Con la llegada del verano aumentan las horas al aire libre, los picnics, las salidas al campo y la playa. Para muchos niños, esto también significa una mayor exposición a alérgenos y factores ambientales que pueden desencadenar síntomas molestos o incluso reacciones alérgicas más graves.
Según especialistas de la Sociedad Española de Inmunología Clínica, Alergología y Asma Pediátrica (SEICAP), es habitual que durante los meses estivales se intensifiquen las consultas relacionadas con alergias en la infancia, porque los pequeños están más tiempo en contacto con el aire libre y diferentes desencadenantes ambientales.
Una de las razones principales es la presencia de polen en el aire incluso en verano: aunque suele asociarse la alergia al polen con la primavera, hay gramíneas y otras plantas que continúan polinizando en estaciones más cálidas, y su polen, ligero y transportado por el viento, puede provocar rinoconjuntivitis, estornudos, ojos llorosos y congestión nasal en niños sensibles.
Además, en verano es frecuente la exposición a otros desencadenantes de alergias, como picaduras de insectos (especialmente avispas y abejas), dermatitis por sudor o cloro de piscinas, y alergias alimentarias por nuevos alimentos consumidos en salidas o vacaciones.
Síntomas que no hay que ignorar
Los síntomas de alergia en verano pueden presentarse de varias formas:
- Estornudos repetidos, picazón en nariz y ojos, lagrimeo.
- Congestión o secreción nasal persistentes.
- Tos o sibilancias si hay afectación de las vías respiratorias.
- Erupciones cutáneas o picazón después de la exposición al sol, al césped o a picaduras de insectos.
Estos signos pueden confundirse con un resfriado común, pero su persistencia o su repetición en el mismo contexto estacional sugiere que hay una alergia de base.
Cómo ayudar a los niños a sobrellevarlas
Según SEICAP, hay varias medidas que las familias pueden tomar para reducir el impacto de las alergias en verano:
1. Planificación y tratamiento personalizado.
Conocer el tipo de alergia que tiene el niño (si es por polen, alimentos o picaduras) permite anticiparse con estrategias específicas y contar con los medicamentos recomendados por un pediatra alergólogo.
2. Reducir exposición a alérgenos ambientales.

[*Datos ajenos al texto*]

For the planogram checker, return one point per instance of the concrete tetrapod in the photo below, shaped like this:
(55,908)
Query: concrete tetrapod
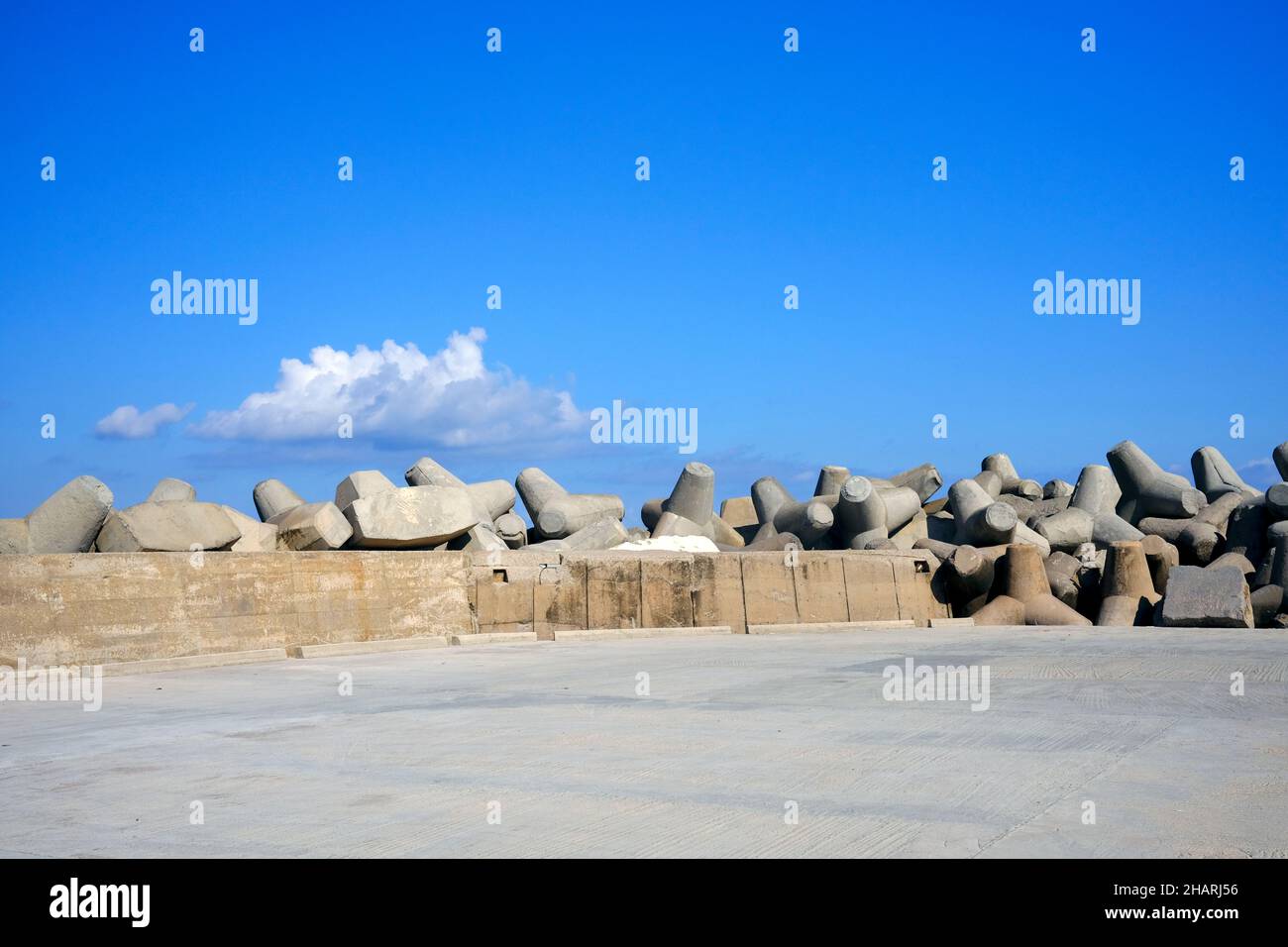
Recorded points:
(605,534)
(1064,578)
(1025,596)
(172,526)
(861,514)
(1056,487)
(489,500)
(256,536)
(778,512)
(1267,600)
(1280,457)
(831,479)
(555,512)
(273,497)
(692,500)
(1091,514)
(925,479)
(67,522)
(982,522)
(1012,480)
(1214,474)
(1127,587)
(1147,489)
(511,530)
(410,517)
(1202,536)
(171,488)
(969,575)
(312,527)
(1206,598)
(1276,501)
(1162,557)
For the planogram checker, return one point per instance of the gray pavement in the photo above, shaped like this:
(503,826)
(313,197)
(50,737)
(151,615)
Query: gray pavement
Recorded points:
(548,750)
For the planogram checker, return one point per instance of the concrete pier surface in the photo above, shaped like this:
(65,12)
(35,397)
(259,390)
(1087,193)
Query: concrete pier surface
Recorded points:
(552,749)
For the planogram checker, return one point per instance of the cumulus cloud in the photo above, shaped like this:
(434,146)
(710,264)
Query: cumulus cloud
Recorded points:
(398,393)
(130,424)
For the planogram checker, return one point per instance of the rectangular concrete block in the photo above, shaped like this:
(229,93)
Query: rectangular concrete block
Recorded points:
(623,634)
(717,594)
(193,661)
(918,598)
(612,589)
(503,589)
(870,587)
(381,647)
(768,589)
(559,598)
(496,638)
(1206,598)
(819,585)
(97,608)
(666,590)
(828,626)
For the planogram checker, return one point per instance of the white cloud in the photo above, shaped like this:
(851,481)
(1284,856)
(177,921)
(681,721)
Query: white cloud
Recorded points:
(398,393)
(132,424)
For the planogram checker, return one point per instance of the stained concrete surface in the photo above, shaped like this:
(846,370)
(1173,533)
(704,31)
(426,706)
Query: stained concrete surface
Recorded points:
(553,737)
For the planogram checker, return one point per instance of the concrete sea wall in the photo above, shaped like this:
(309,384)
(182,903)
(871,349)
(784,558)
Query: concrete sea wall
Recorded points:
(110,607)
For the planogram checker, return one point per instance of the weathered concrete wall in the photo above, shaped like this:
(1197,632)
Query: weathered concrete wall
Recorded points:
(106,607)
(134,605)
(549,591)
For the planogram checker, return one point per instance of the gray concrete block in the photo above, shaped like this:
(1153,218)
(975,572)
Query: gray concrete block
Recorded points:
(171,488)
(1056,487)
(605,534)
(1206,598)
(1215,476)
(361,483)
(1147,489)
(256,536)
(410,517)
(511,530)
(312,526)
(273,497)
(925,479)
(175,526)
(13,536)
(69,519)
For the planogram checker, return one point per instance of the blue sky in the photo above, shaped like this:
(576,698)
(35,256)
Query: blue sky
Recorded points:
(518,169)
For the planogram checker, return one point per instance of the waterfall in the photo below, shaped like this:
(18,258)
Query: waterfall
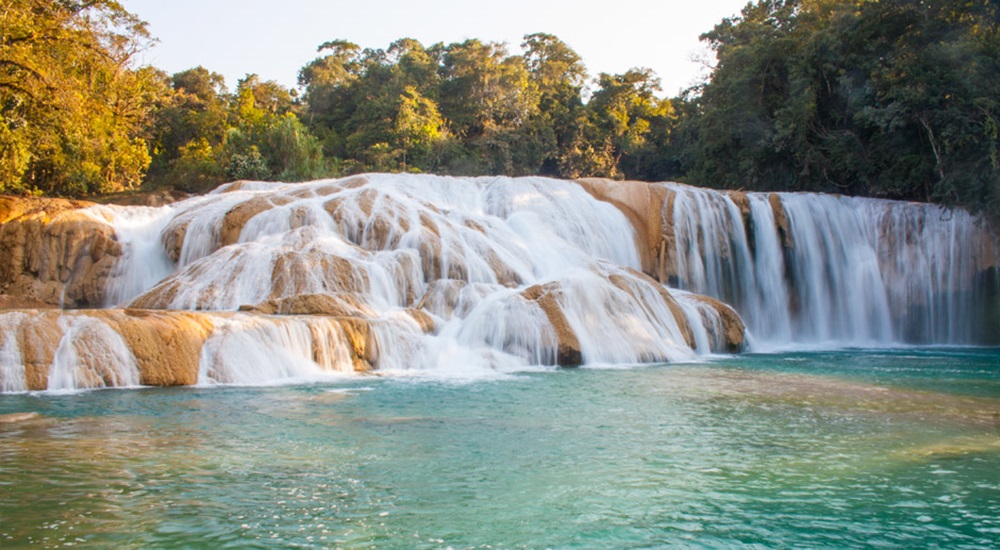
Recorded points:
(262,282)
(805,268)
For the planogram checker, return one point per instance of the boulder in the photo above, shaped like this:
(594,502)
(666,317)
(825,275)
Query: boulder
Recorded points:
(56,252)
(568,353)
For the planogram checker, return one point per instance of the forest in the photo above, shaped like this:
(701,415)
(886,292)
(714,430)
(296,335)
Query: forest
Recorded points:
(896,99)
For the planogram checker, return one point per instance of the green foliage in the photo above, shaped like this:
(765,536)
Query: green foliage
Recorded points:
(248,166)
(889,98)
(73,109)
(886,98)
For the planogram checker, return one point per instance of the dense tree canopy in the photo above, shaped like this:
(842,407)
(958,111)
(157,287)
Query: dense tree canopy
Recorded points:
(889,98)
(72,106)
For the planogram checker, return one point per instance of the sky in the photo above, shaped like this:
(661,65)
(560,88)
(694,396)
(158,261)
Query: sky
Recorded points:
(274,39)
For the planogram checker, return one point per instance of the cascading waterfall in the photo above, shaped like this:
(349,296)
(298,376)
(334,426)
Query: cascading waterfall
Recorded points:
(402,273)
(847,271)
(261,282)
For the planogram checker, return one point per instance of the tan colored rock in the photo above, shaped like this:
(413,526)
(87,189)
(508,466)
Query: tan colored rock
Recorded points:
(19,302)
(238,216)
(363,344)
(334,305)
(54,252)
(644,204)
(568,353)
(423,319)
(166,346)
(733,330)
(38,339)
(675,309)
(781,220)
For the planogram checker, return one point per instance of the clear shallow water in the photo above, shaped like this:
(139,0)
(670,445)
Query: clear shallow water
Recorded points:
(825,449)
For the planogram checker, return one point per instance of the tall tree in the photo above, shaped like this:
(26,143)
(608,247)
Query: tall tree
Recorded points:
(73,107)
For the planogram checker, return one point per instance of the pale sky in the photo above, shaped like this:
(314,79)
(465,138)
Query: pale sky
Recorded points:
(276,38)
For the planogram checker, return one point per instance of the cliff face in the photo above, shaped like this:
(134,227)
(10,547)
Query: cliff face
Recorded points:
(347,275)
(803,267)
(56,253)
(113,347)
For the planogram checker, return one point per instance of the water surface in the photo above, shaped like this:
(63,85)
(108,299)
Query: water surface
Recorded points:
(893,449)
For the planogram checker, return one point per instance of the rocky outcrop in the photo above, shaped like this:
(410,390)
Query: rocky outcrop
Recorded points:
(568,351)
(732,337)
(56,252)
(164,347)
(648,207)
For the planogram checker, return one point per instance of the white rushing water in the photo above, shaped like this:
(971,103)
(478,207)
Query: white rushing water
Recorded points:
(478,276)
(855,271)
(464,250)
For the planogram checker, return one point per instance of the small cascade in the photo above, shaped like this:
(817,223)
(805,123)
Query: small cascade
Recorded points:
(143,263)
(262,282)
(12,371)
(249,350)
(91,355)
(810,268)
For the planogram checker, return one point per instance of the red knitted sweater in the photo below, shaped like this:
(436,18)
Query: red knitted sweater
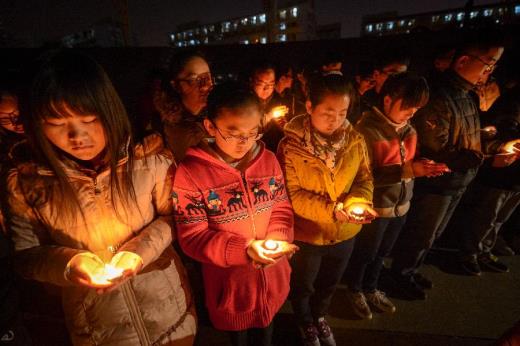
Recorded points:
(218,210)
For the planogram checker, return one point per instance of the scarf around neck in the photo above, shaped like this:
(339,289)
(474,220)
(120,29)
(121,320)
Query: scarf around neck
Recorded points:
(326,148)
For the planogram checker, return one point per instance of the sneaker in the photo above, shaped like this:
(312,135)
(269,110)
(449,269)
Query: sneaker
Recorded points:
(325,333)
(310,335)
(470,266)
(422,281)
(491,262)
(379,301)
(410,289)
(360,305)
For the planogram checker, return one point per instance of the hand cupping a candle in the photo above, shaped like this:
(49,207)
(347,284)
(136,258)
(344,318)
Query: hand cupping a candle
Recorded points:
(87,269)
(359,213)
(269,251)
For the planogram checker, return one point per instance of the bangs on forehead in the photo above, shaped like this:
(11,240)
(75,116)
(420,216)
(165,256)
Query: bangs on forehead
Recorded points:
(63,103)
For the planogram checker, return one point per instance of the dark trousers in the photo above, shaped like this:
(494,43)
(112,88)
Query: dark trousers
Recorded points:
(485,210)
(316,271)
(427,219)
(373,244)
(252,336)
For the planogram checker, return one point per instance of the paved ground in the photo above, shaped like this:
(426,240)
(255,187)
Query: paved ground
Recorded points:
(460,311)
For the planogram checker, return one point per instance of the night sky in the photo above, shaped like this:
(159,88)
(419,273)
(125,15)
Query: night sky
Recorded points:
(37,21)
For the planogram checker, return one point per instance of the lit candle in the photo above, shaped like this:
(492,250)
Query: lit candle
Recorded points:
(358,211)
(104,276)
(270,244)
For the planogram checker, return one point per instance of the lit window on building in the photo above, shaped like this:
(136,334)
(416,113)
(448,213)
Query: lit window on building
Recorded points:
(488,12)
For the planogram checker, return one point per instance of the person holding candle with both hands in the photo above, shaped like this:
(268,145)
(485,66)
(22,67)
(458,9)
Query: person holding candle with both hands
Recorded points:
(91,212)
(329,183)
(234,216)
(391,142)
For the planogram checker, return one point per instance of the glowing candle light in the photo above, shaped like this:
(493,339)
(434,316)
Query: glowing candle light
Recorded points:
(270,245)
(358,211)
(104,276)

Ventilar la casa en horarios de menor polen, mantener filtros de aire acondicionado limpios, y evitar jugar sobre césped alto en días de mucho viento son medidas que pueden ayudar.
3. Higiene tras actividades al aire libre.
Lavar manos, rostro y cabello al volver a casa ayuda a retirar polen y otros alérgenos adheridos.
4. Botiquín preparado.
Llevar siempre antihistamínicos indicados por el médico, inhaladores si corresponden y, en alergias graves, el autoinyector de adrenalina, es clave para respuestas rápidas ante reacciones más severas.
5. Consultar al profesional de salud.
Si los síntomas son persistentes, interfieren con el sueño o las actividades diarias, un alergólogo pediátrico puede ajustar tratamientos o recomendar inmunoterapia.